Ex-Giants slugger Adam Duvall still hitting for power in new Braves home

ATLANTA -- It has slowed over time, but for a couple of years, Adam Duvall was The One Who Got Away for much of the Giants' fan base.

An organization that's had decades of trouble developing homegrown outfielders traded Duvall to the Reds and watched him hit 64 total homers in 2016 and 2017, and make an All-Star team. Duvall was far from Oracle Park, but as he broke through in Cincinnati, he was aware that fans grumbled about the deal.

"I have extended family [in the Bay Area] and they would talk about it," he said Friday. "I got an opportunity with the Reds to get a lot of playing time. For being a young guy, that was good for me to get some playing time and show what I could do."

The mistake the Giants made wasn't necessarily underestimating the power -- Duvall always had hit homers in the minors, including 30 in a season with High-A San Jose. The Giants simply didn't believe he could handle left field, and with Matt Duffy at third, they included Duvall in a 2015 deadline trade for Mike Leake. They wanted more consistent starting pitching.
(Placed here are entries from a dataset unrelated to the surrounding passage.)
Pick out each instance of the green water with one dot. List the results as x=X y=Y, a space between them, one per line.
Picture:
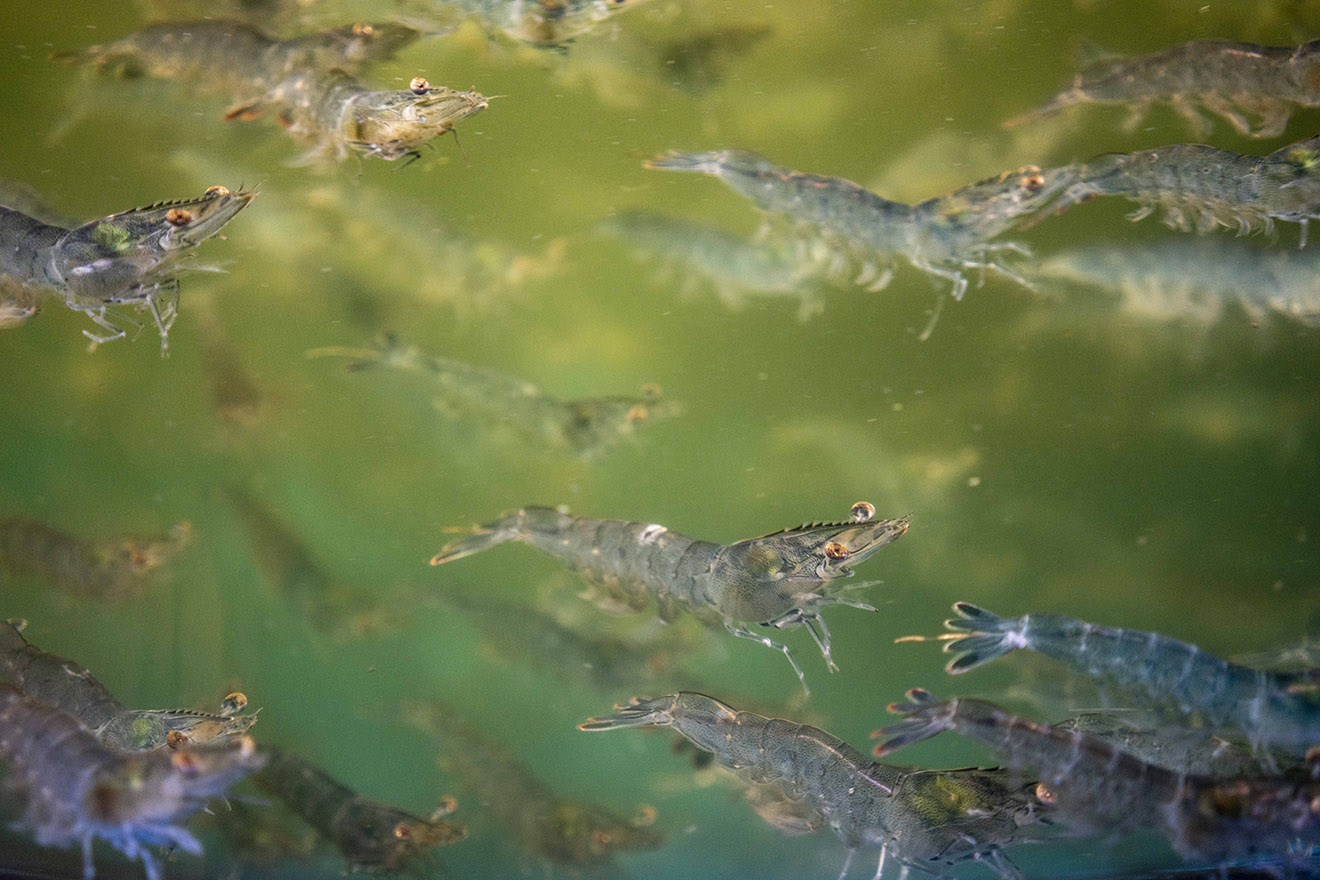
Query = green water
x=1155 y=476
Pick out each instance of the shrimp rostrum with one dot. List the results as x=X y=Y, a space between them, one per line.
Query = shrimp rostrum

It didn't work out that way. 

Duvall's run in Cincinnati ended last year, when the home-run power wasn't enough to make up for a .205 average and .286 OBP. But he has found a role with the Braves, starting 23 games in the outfield and posting a .863 OPS. His homer against his old team Saturday night was his ninth in 103 at-bats for the NL East champs.

[RELATED: Cueto frustrated by his outing in Giants' loss]

The Braves clinched Friday night against some players Duvall considered mentors. Before Friday's game, Duvall said he's grateful for the work the Giants did in preparing him for the big leagues. He pointed to Buster Posey and Ryan Vogelsong -- who is coaching with the Giants this weekend -- as two former teammates who were particularly helpful. 

"That was a big, big part of my career when I first got introduced to playing in the big leagues," Duvall said. "They were a very professional group."